Другая часть меня была убеждена, что я – особенная. Может быть потому, что я часто слышала слова бабушки: «У Лизы 7 талантов и она поцелована Богом».
Я хорошо училась, играла на фортепиано и неплохо пела. И если в школе я часто чувствовала невидимую стену между собой и всеми остальными, то в своей большой родне я была предметом обожания.
С детства мама внушала мне мысль, что я – умница и у меня все получится. Мы жили по ее установке: если чего-то очень хочется, нужно не мечтать, а «замечтать».
Я послушалась маму и «замечтала»: попасть в Диснейленд. И поскорее.
В 14 лет я узнала, что некоторые мои одноклассники, которым было уже 15 лет, участвуют в конкурсе на поездку в США. Вот он – билет в сказку: чтобы попасть в Диснейленд нужно выиграть конкурс. Мечта подмигнула мне: you can do it[3]. Может быть, я и смогу, но на одно призовое место приходилось всего-то около тысячи подростков.
Я пошла сдавать документы на конкурс и вдруг обнаружила жесткое ограничение по возрасту: до конкурса допускались только те, кому уже было 15 лет и кому еще не исполнилось 16. «Приходите в следующем году», – сказали мне кураторы программы.
В течение 8 месяцев я с завистью наблюдала, как пятнадцатилетние школьники со всей округи готовятся к экзаменам по английскому языку, пишут эссе, ходят на собеседования. Как они идут к «моей» мечте. Конкурс состоял из 5 этапов, и на каждом этапе отсеивали половину претендентов. Меня завораживала мысль о том, что кто-то из них полетит туда, в загадочную параллельную реальность. Двое ребят, с которыми я дружила, победили. Двое из тысячи.
Один полетел в штат Канзас, другой в Иллинойс. «Далековато от Диснейленда, – думала я. – Но не так далеко, как от Иванова».
Как же тягостно было ждать целый год, чтобы попробовать выиграть заветный приз, но я не теряла времени даром: учила американский сленг, читала американскую литературу, участвовала в Гаагской Модели ООН.
Когда пришел сентябрь, во всех школах объявили о начале конкурса. Настал мой шанс.
В первом туре мы сдали тесты на базовые знания английского языка. После него экзаменаторы отсеяли половину участников. Во втором туре нам устроили экзамен посерьезнее – мы писали ответы в формате эссе. После второго тура осталось всего несколько сотен кандидатов. На финишный этап приехало подкрепление из США, и нам устроили групповые и индивидуальные собеседования.
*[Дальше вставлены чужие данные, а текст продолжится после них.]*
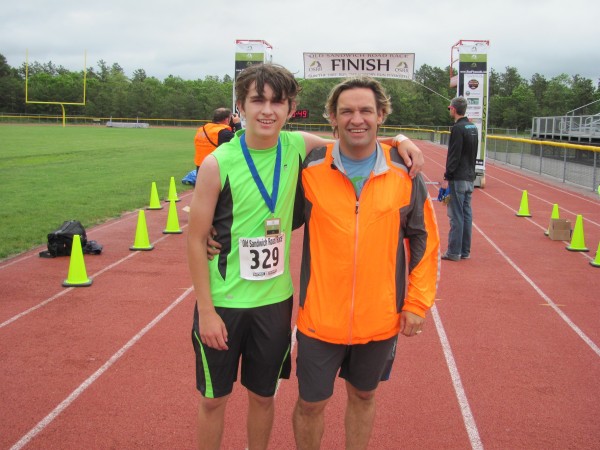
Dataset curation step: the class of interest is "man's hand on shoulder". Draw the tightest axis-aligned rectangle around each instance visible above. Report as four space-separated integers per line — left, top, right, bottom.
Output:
383 134 424 178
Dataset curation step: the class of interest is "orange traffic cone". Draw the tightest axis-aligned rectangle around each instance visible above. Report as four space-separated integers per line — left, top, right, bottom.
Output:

Встреча один на один длилась не более 5 минут и уже стерлась из памяти. Но зато я хорошо помню групповое собеседование, которое длилось около двух часов. Помню, потому что до сих пор ощущаю жуткий дискомфорт от того, что тогда случилось.
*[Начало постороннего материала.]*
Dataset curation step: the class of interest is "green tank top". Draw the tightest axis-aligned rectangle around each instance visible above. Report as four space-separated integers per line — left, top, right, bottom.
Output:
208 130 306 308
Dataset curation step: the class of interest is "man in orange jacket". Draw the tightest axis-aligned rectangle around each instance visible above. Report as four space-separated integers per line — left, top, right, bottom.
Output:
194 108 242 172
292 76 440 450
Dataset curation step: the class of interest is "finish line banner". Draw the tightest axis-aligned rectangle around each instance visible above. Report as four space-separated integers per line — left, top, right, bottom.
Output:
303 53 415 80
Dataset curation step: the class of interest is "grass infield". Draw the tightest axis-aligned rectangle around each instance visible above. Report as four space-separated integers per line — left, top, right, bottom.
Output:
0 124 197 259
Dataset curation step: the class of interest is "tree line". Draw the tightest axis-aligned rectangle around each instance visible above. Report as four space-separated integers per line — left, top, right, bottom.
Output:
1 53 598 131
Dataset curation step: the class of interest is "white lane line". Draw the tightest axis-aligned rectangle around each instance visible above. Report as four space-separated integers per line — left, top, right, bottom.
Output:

Представьте себе комнату, где находятся 10 подростков и 2 экзаменатора. Она пропитана острым желанием каждого из нас произвести впечатление. Мы понимаем, что от сегодняшнего дня зависит наше будущее: кто-то выиграет эту лотерею и получит путевку в новую жизнь, вместе с полным финансированием на целый год, а кто-то, несмотря на страстное желание и массу усилий, проиграет. Второго шанса победить в этом конкурсе уже ни у кого не будет. Напряжение зашкаливает. Но вместо того, чтобы вести себя раскованно и улыбаться american-style[4], я краснею и потею от ужаса и от взгляда 20 пар таких же испуганных глаз.
Мы сидим в кругу, и нам по очереди задают разные вопросы на проверку нашей психологической готовности. Я понимаю, что любое слово и жест либо приблизит меня, либо отдалит от заветной мечты. Мои щеки горят, жесты становятся резкими, дыхание еще больше учащается.
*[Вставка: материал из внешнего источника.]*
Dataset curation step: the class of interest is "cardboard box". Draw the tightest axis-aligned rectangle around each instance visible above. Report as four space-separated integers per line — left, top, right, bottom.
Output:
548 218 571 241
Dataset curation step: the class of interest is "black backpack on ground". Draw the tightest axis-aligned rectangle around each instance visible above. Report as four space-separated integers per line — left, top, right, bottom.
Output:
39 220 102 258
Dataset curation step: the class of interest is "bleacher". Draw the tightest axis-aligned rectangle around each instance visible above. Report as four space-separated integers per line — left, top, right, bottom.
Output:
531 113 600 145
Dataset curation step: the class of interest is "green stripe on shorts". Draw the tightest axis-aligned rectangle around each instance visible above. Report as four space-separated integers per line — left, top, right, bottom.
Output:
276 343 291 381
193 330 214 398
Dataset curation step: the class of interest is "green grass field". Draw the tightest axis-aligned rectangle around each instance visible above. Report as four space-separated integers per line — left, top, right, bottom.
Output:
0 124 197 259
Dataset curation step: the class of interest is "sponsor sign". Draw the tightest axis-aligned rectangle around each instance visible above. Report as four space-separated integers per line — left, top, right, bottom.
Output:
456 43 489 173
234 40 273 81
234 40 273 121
И вот интервью подходит к концу, и нам задают финальный вопрос: «Уверены ли вы, что вы выиграете этот конкурс и поедете в США?»
Первого просят ответить Артема, моего одноклассника, он сидит слева от меня. И, как хорошо воспитанный советский подросток, Тема отвечает: «Конечно, я не могу быть уверенным, но я очень хотел бы поехать». Дальше экзаменатор идет по кругу и повторяет вопрос каждому.
Все отвечают примерно то же, что и Тема. Они все делают, чтобы победить, но это не в наших руках, и решение за жюри.
Я последняя, кому задают этот вопрос. Моя кожа горит, в висках стучит, а мозг усиленно ищет подсказку: «Что говорить? Что же, что же говорить им?»
«Надо отличиться», – шепчет что-то внутри меня. – Нельзя повторять за другими. Это мой последний шанс повлиять на решение судей». Наконец интервьюер обращается ко мне и спрашивает: «Лиза, а что скажете вы? Уверены ли вы, что победите?»